Generative AI

Develop a Multi-Agent AI Workflow for Biological Network Modeling, Protein Interactions, Metabolism, and Cell Signaling Simulation

class CellSignalingSimulationAgent:
   def run(self, df_signal: pd.DataFrame) -> AgentResult:
       peak_receptor = float(df_signal["receptor_active"].max())
       peak_kinase = float(df_signal["kinase_active"].max())
       peak_tf = float(df_signal["tf_active"].max())


       t_receptor = float(df_signal.loc[df_signal["receptor_active"].idxmax(), "time"])
       t_kinase = float(df_signal.loc[df_signal["kinase_active"].idxmax(), "time"])
       t_tf = float(df_signal.loc[df_signal["tf_active"].idxmax(), "time"])
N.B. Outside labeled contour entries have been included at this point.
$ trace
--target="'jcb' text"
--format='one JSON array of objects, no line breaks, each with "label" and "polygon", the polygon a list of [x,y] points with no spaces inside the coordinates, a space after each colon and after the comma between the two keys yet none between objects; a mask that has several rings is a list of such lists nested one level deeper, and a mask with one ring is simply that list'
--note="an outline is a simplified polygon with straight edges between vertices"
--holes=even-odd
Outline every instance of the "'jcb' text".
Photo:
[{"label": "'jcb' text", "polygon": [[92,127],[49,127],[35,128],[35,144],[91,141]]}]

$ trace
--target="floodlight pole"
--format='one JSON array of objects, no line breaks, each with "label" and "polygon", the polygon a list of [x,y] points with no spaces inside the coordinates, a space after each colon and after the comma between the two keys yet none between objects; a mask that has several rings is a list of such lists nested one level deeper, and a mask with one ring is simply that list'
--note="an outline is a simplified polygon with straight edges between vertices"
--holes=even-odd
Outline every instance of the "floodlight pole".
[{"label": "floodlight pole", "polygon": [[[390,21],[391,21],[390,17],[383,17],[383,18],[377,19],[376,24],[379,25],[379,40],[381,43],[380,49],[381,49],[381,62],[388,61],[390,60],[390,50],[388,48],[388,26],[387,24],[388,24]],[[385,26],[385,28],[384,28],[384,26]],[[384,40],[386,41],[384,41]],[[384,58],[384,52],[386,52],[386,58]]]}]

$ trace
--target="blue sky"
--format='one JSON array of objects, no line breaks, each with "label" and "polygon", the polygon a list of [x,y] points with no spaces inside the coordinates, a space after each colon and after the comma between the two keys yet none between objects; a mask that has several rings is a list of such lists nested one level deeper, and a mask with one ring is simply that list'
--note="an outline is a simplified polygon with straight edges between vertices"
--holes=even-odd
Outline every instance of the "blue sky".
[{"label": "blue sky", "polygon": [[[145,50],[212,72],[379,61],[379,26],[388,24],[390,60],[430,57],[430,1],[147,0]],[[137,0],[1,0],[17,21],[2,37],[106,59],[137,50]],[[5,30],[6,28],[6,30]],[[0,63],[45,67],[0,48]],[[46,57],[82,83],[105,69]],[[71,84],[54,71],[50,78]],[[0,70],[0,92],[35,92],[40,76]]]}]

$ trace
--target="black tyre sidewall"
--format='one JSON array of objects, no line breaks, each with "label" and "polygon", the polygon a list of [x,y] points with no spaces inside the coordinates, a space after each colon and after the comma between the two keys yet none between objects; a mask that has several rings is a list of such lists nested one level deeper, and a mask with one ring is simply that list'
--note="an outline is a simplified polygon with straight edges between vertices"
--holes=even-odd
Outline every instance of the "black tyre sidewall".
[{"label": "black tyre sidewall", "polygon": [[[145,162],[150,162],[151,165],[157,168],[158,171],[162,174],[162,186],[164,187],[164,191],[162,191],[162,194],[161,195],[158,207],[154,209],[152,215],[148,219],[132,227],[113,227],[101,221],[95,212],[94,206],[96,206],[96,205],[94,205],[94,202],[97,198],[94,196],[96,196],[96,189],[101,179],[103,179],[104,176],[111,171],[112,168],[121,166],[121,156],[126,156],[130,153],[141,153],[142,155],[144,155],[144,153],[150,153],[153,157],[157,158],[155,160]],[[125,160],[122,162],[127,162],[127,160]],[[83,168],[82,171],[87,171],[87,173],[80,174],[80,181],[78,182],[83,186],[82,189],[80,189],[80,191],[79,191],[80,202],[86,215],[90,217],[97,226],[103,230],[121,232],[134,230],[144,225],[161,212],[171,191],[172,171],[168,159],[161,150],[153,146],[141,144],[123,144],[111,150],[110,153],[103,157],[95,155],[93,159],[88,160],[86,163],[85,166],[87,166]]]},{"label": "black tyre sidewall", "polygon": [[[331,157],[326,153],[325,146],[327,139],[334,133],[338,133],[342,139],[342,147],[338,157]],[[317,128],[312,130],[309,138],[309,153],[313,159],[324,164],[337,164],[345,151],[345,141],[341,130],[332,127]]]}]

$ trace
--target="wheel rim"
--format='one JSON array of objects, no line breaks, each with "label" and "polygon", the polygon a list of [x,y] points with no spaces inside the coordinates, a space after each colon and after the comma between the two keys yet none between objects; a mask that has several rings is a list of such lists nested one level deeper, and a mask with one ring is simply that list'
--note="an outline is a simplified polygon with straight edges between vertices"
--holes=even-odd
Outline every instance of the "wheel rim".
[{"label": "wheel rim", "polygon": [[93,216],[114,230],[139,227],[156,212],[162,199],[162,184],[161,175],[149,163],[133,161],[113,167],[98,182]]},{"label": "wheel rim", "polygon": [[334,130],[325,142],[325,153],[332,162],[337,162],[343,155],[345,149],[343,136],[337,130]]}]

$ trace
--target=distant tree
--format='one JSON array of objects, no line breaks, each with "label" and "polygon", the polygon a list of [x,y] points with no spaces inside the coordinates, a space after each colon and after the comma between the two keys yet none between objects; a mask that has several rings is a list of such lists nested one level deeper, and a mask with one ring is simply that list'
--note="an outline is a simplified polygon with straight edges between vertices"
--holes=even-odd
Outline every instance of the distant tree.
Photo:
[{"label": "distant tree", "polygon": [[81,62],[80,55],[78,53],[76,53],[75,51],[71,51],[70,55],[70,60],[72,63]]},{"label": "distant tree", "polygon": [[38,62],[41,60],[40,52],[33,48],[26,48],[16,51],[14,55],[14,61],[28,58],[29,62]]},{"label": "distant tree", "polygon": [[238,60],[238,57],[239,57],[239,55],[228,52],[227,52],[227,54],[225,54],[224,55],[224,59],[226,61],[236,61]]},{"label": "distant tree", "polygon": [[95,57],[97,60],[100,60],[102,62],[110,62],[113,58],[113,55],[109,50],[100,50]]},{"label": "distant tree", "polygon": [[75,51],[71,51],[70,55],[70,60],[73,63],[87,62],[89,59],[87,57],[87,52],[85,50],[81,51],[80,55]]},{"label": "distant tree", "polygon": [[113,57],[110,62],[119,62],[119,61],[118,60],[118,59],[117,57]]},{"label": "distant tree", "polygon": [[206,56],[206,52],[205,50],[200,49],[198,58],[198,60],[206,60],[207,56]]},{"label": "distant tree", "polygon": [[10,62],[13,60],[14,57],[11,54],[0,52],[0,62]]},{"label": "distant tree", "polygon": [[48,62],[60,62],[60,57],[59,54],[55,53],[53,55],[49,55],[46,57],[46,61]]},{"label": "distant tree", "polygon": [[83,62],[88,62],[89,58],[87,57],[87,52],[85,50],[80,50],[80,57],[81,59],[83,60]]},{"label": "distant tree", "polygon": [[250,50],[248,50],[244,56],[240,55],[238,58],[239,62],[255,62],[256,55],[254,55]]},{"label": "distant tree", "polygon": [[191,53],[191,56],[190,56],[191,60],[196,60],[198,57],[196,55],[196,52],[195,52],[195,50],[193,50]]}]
       final_state = df_signal.iloc[-1].to_dict()


       summary = {
           "peak_receptor_activity": round(peak_receptor, 4),
           "peak_kinase_activity": round(peak_kinase, 4),
           "peak_tf_activity": round(peak_tf, 4),
           "time_to_peak_receptor": round(t_receptor, 4),
           "time_to_peak_kinase": round(t_kinase, 4),
           "time_to_peak_tf": round(t_tf, 4),
           "final_state": {k: round(float(v), 4) for k, v in final_state.items()},
       }
       return AgentResult(name="CellSignalingSimulationAgent", summary=summary)


class PrincipalInvestigatorAgent:
   def __init__(self, client, model=OPENAI_MODEL):
       self.client = client
       self.model = model


   def synthesize(self, results: List[AgentResult]) -> str:
       payload = {r.name: r.summary for r in results}


       prompt = f"""
You are a principal investigator in computational systems biology.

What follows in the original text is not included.